I don't think I've ever called someone beautiful and never meant it.

Monsoon said...
This comment has been removed by the author.
Monsoon said...

"Oh yeah!" :-)

I want to say - outer beauty doesn't even matter at the end of the day (and I really truly believe that as well), and yet, I spend a huge part of my day judging my looks one way or another. It's a hopeless trap, but it's just so useless!

It's worse when we also add to our pressures by feeling how superficial we're being by constantly worrying about our bodies and looks. And yet, we can't / don't stop ourselves from doing it...

A very touching video, I must say... And so many "Oh yeah!"s in the world! :-)

Puneet Bhambhani said...

Prags u r the most beautiful person i have met, n i mean it....

SillySneha said...

Pragni.. it was how u looked to me in that bus more than 15 yrs back that probably made me talk to u .. beautiful or ugly or whatever other adjective you want to use... it was you.. that's what mattered.. i was 4 or 5 i think... and well the rest is history...

you are the most beautiful person on this planet!

believe it or not.. i know i do.. and can vouch for some others too..

Manjiri said...

Dear Pragni,
You are quite pretty. you don't have to be conscious about anything.

~The Dream Catcher~ said...

aks - First, nice to see you here! I guess we are both mutual, but silent admirers of each others blogs..

Its reverse psychology for these people, but nevertheless, even understanding that doe not make things better for anyone. I wonder how many will actually accept their "Oh Yeahs" though..

Ashwin - I'm glad. It's this kind of faith that makes me believe it too.

Monsoon - Woman, if there is one person I expected would burst out openly with an "Oh Yeah", its you! Outer beauty does not matter really, but I guess the world does not accept plain reality, it has a very twisted notion of it.

Puneet - Thanks.

Sneha - Your belief? Makes it easier for me. Really. I love you.

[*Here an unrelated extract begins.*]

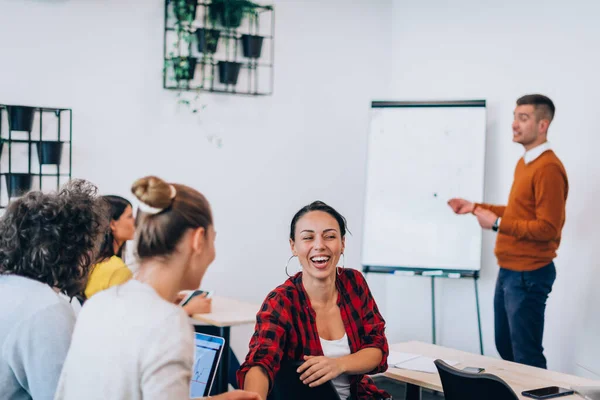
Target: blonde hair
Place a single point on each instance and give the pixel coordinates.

Manjiri - The issue is not about looking pretty or beautiful. Its about a damaged self esteem. :)

HARDIK said...

hey how can you even think about some moron who think you are not beautiful...agreeing with sne, yes I truly believe you are one of the beautiful person I have met ever in my life and you are one of very few people who gives meaning to my life....look you cannot loose faith in your self coz if u do I will loose my world.....

Priyanka said...

the people who really matter probably dont care whether you have long lashes or not, or how your smile is enough to light up a room, or how your cheeks could give babies a run for...well their cuteness..I could be blind for all I know but I will still see you the same way...physical attributes are just one of the things that make a person...but they dont make a person complete...look at yourself in the mirror long and hard..and if you think you are ugly then you probably are..but if you think there is something more to those facial muscles which are going to vanish in some years then you can probably start looking at yourself differently.
Cheers
Pri

Jay said...

You can probably measure the authencity of a compliment like "You are beautiful" by the thrust generated from within yourself of whether to return a "Thank You" or not.